Nova regra da biometria do INSS muda exigências para quem solicita benefícios; veja prazos

Biometria INSS

Quem pretende solicitar, manter ou renovar benefícios do INSS (Instituto Nacional do Seguro Social) precisa ficar atento às novas regras de identificação. O cadastro biométrico passou a fazer parte dos procedimentos relacionados aos benefícios da Previdência e da assistência social, com períodos de transição previstos para quem ainda não possui a identificação.

A exigência está relacionada à necessidade de confirmar a identidade do beneficiário e reduzir o risco de fraudes e pagamentos indevidos. O cadastro biométrico reúne informações como impressão digital e fotografia do rosto em bases oficiais do governo.

Para quem pretende fazer um novo pedido de benefício, a existência de cadastro biométrico é uma das condições previstas pelas regras atuais. A exigência para benefícios previdenciários requeridos começou em 21 de novembro de 2025.

A regra, porém, não significa que aposentados e pensionistas que já recebem seus pagamentos precisem correr a uma agência do INSS. Para benefícios que já estão ativos, a aplicação da exigência segue os procedimentos e prazos definidos para manutenção ou renovação.

Como fazer o reconhecimento facial

O reconhecimento facial pode ser realizado por meio do aplicativo Gov.br. O primeiro passo é instalar os aplicativos oficiais Gov.br e Meu INSS no celular, sempre conferindo se o desenvolvedor indicado é o Governo do Brasil.

Depois, o usuário deve acessar o Gov.br com CPF e senha. Quando houver necessidade de validação, o sistema poderá oferecer a opção de reconhecimento facial.

Na sequência, é necessário autorizar o uso da câmera do celular e seguir as orientações apresentadas na tela. O sistema fará a comparação do rosto com uma das bases biométricas disponíveis.

Atualmente, o Gov.br consulta bases da Carteira de Identidade Nacional, da Identificação Civil Nacional, mantida pelo Tribunal Superior Eleitoral, e da Carteira Nacional de Habilitação, mantida pela Senatran.

A conclusão bem-sucedida da validação também pode elevar a conta Gov.br para os níveis Prata ou Ouro, dependendo dos critérios de segurança atendidos.

Quem ainda pode ser dispensado

A legislação prevê situações em que determinadas pessoas podem ficar dispensadas do cadastro biométrico enquanto o poder público não oferecer condições para sua realização.

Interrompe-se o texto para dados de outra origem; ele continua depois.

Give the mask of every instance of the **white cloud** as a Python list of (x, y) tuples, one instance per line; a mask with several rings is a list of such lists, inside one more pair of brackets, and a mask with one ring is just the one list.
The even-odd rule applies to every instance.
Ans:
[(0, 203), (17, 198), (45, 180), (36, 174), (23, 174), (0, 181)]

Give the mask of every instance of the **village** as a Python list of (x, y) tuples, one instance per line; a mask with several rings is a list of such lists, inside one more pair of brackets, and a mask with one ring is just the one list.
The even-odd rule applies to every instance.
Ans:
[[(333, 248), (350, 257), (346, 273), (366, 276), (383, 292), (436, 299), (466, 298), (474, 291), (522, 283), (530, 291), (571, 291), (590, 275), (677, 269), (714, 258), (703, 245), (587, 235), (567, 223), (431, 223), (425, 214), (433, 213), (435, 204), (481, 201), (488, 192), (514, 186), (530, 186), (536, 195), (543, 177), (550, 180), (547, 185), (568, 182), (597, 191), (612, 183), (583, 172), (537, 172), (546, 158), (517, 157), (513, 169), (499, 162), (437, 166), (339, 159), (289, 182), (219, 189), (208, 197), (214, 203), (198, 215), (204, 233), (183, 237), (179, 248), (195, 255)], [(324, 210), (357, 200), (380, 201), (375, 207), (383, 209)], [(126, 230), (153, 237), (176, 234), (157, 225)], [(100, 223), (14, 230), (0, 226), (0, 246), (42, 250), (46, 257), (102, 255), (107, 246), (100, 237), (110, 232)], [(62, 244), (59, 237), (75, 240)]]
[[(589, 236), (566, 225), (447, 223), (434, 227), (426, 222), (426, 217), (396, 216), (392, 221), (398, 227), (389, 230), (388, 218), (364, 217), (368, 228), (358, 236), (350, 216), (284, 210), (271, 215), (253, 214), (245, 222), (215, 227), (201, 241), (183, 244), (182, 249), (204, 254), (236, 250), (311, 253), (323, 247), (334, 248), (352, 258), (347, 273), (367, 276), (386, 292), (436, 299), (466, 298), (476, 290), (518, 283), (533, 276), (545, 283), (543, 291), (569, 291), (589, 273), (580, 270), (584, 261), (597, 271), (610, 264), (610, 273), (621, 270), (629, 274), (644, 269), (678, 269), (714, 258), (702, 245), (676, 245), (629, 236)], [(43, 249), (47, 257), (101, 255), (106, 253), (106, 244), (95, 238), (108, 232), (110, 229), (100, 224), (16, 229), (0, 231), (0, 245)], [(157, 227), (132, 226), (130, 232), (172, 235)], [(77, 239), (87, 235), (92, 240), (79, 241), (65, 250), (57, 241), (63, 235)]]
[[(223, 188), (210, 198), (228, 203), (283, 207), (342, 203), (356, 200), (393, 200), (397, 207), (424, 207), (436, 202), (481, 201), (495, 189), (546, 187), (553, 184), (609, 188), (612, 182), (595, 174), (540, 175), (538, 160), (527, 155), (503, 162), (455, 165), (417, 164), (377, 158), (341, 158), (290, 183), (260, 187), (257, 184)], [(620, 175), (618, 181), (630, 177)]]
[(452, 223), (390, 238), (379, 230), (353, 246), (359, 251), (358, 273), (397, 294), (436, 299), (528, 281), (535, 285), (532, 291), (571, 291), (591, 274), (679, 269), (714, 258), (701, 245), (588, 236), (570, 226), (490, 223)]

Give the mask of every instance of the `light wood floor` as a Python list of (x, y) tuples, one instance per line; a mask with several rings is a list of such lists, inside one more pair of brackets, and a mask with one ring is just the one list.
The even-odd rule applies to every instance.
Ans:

Entre os casos estão pessoas com mais de 80 anos, migrantes, refugiados e apátridas, residentes no exterior, pessoas impossibilitadas de se deslocar em razão de condição de saúde ou deficiência e moradores de localidades de difícil acesso, mediante a comprovação exigida em cada situação.

Quais são os prazos

O calendário estabelece uma transição para a utilização das diferentes bases biométricas.

Até 31 de dezembro de 2026, a verificação poderá ser feita por meio da biometria vinculada à CNH, ao Título de Eleitor, ao Passaporte ou à CIN.

Em 2027, ainda será possível utilizar uma biometria já cadastrada na CNH, no Título de Eleitor ou no Passaporte, desde que o registro tenha sido realizado até 31 de dezembro de 2026. Cadastros feitos nesses documentos a partir de 1º de janeiro de 2027 não poderão ser usados para essa finalidade. Nesse caso, será necessária a CIN.

A partir de 1º de janeiro de 2028, somente a biometria vinculada à Carteira de Identidade Nacional será aceita para concessão, manutenção e renovação de benefícios. ([Serviços e Informações do Brasil][4])

Confira o calendário

Até 31/12/2026: podem ser utilizadas CNH, Título de Eleitor, Passaporte ou CIN com biometria.

Até 31/12/2027: CNH, Título de Eleitor ou Passaporte continuam válidos se a biometria tiver sido cadastrada até 31/12/2026.

A partir de 01/01/2028: somente a biometria da CIN será aceita.

Por isso, quem ainda não possui biometria em uma das bases oficiais deve se organizar para fazer o cadastro dentro do período de transição. A orientação do governo é que a biometria seja utilizada como uma camada adicional de segurança, dificultando que terceiros se passem pelo titular para solicitar ou receber benefícios.

Atenção: a biometria facial usada em determinados serviços digitais não deve ser confundida com a prova de vida. As regras de identificação para concessão, manutenção e renovação de benefícios têm procedimentos próprios.